Composed of 24 students and held only once a year, students in Flight Test (AERO 409) accompany their professor and licensed pilot, Kurt Colvin, in an aircraft to collect data for engineering experimentation.
“You’re looking up at the sky and the next second you’re looking at Morro Bay and falling 1,700 feet in a matter of seconds. You just drop like a rock,” aerospace engineering senior Kenneth Chapman said.
Students perform three in-flight tests during the quarter. The first is a position error correction test, which evaluates the ability of the aircrafts’ systems for measuring metrics like airspeed and altitude. The second is a power curve test, which measures functions associated with the engine power. The third test is up to the student to create their own flight test on any parameter they choose.

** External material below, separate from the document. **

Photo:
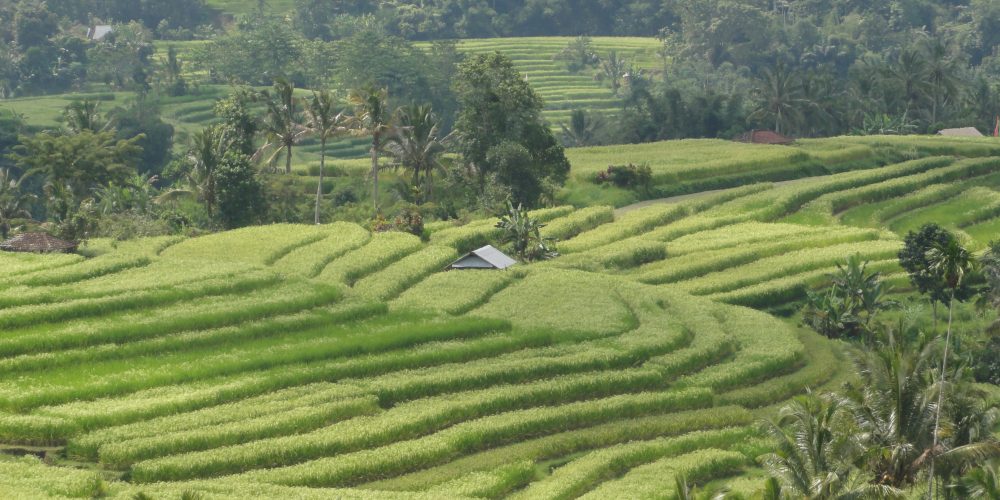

Offered during winter quarter this year, students meet at the San Luis Obispo County Regional Airport in a small hangar on Tuesdays, Thursdays and sometimes weekends. However, whether they actually fly is contingent on the weather conditions — too much rain or fog typically causes a cancellation.
In the small hangar, among the various tools and mechanical parts, is the plane — an experimental RV-7 aircraft, which was built by Cal Poly engineering students and faculty in a previous class.
Aerospace engineering senior Justin Connerly has been a teacher’s assistant for the class for the last two years and became a licensed pilot in 2014. Currently working on his senior project, Connerly said his time in this class helped him gain invaluable hands-on experience he could not have received from a design class.
“To put an airplane together in a conceptual design sort of way, without having seen an airplane up close and personal and being able to put your hands on it and touch it and understand the different systems that go into an airplane is really difficult to do,” Connerly said.
An understanding of the conceptual design and mathematical portion of an aircraft is a necessity for aerospace students. But trying to fully understand an aircraft without these physical experiences, Chapman recalls Colvin saying, is like “being a bird and never having used your wings before.”